Un petit rappel pour un panorama de l'armée en 1635.

Les effectifs globaux permanents affichent des totaux de 100 000h, mais avec un effectif réel de 60 000. Une partie est faite de milices locales de valeur faible à mobilisation par roulement, et une autre des compagnies de garnisons permanentes (les compagnies encore appelées "de Morte Payes"), faites de vétérans âgés, d'invalides légers, mais aussi d'une majorité de soldats méritants en attente d'une guerre, qui étaient envoyés dans les régiments à ce moment (les milices locales les remplaçant pour la garnison). L'amée "mobile" permanente est plus restreinte.

C'est une armée qui est encore en cours de recomposition, l'excellent outil laissé par Henri IV à sa mort ayant été débandé et dilapidé par la régence de Marie de Médicis.

Cavalerie

Elle vient d'être rassemblée en 12 régiments permanents qui groupent les escadrons (à 2 compagnies de 50h) existants. Ces 12 régiments sont homogènes dans leur qualité, désormais et sont astreints aux mêmes obligations.

Il n'y a que de la cavalerie de choc et de manoeuvre dans ces unités permanentes: la cavalerie légère n'est recrutée qu'en temps de guerre, généralement des mercenaires étrangers (hussards hongrois et estradiots grecs et albanais pour l'essentiel), qui doublent de fait la taille de la cavalerie. La spéficité de la cavalerie lourde est qu'elle est aussi bien une arme de mêlée qu'une arme de tir: à cette époque, la cavalerie charge encore en opérant la caracole (feu roulant par rangs) qui réclame une organisation pointue, avant d'y aller à l'arme blanche.

Infanterie

Les régiments permanents sont 19: 2 de Gardes (suisses et françaises), 4 "Vieux" et 6 "Petits Vieux", auxquels s'ajoutent 7 régiments plus récents. Ils groupent en théorie 20 compagnies de 120h (2/3 de mousquetaires, 1/3 de piquiers), mais les effectifs sont rarement atteints.
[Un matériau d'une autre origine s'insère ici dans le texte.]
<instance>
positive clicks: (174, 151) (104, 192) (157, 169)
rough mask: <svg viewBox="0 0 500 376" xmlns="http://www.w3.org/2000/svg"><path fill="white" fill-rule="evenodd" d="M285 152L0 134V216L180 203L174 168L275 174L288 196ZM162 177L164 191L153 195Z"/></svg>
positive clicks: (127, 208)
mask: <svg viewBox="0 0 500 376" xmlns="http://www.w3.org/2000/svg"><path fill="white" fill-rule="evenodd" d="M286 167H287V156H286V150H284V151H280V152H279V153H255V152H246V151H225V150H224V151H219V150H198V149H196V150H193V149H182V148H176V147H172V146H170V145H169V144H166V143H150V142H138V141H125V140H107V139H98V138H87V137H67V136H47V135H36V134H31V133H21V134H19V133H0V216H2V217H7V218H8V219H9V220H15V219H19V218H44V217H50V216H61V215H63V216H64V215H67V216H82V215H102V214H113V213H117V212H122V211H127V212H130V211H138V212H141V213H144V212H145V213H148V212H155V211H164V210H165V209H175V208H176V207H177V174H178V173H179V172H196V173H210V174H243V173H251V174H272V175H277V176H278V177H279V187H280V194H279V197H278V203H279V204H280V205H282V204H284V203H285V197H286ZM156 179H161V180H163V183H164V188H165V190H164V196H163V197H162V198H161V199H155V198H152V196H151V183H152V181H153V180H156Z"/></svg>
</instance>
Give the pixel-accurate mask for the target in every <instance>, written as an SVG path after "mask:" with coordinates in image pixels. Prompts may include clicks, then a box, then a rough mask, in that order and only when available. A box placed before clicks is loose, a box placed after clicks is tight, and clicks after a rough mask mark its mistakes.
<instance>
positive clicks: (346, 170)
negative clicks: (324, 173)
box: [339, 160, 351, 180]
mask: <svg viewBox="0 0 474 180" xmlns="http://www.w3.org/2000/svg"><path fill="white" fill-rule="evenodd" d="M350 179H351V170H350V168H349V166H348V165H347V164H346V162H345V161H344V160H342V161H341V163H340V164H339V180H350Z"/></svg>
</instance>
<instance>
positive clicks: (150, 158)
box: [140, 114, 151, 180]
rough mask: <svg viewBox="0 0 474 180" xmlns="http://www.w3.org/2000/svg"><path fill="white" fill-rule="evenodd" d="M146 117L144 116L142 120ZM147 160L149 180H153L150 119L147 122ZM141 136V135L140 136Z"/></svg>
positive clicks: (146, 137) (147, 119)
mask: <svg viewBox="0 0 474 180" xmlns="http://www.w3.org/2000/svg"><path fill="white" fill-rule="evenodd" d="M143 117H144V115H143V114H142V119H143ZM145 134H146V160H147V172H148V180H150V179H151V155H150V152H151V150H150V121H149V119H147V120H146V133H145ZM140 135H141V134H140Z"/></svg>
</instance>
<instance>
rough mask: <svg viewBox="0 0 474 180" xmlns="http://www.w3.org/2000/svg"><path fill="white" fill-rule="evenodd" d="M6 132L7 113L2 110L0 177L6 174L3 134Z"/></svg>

Le coût de ces unités permanentes est très élevé et accessible seulement à la haute aristocratie, celle des Ducs et Pairs et des Princes du Sang.

Régiments temporaires: beaucoup sont levés avant l'entrée en guerre, mais certains étaient restés en place à l'issue du Siège de la Rochelle et de l'affaire de la Valteline. Une partie de ces unités étaient maintenue pour occuper la noblesse en fournissant des postes et charges régimentaires (mestres de camp) et de compagnie (capitaineries et lieutenances). Le propriétaire d'un régiment peut disposer des charges de capitaines et lieutenants, et des affectations d'enseignes, ce qui est pour lui le moyen de tenir sa clientèle. Là, les effectifs sont loin d'être complets, et il est usuel de voir les compagnies n'avoir que 50h. Ces régiments ont par ailleurs 12 compagnies par rapport aux 20 des régiments permanents.

Au total, en 1635, l'infanterie compte 72 régiments, avec 53 temporaires dont les effectifs varient beaucoup, où la fraude est omniprésente, la paie rare, l'entraînement faible. Avantages néanmoins: la petite taille des compagnies rapproche l'officier de la troupe, rend l'unité maniable par rapport aux lourdes formations d'autres pays, et cet usage formera la base de la création et de l'emploi du bataillon comme unité tactique mobile, poussant un cran plus loin la doctrine suédoise.

A cette infanterie de ligne s'ajoutent des compagnies franches (=non rattachées à des régiments), qui graduellement abandonnera toute capacité de ligne, notamment via l'abandon de la pique) pour former une base d'infanterie légère.

Le recrutement d'unités étrangères se fait via des entrepreneurs de guerre chargés de monter un régiment, et il n'y a alors que les Gardes Suisses qui soient permanents. La guerre de Trente Ans offrira une exception en voyant Richelieu passer par un entrepreneur de guerre offrant un service "complet", à savoir une armée entière: ce sera Bernard de Saxe-Weimar.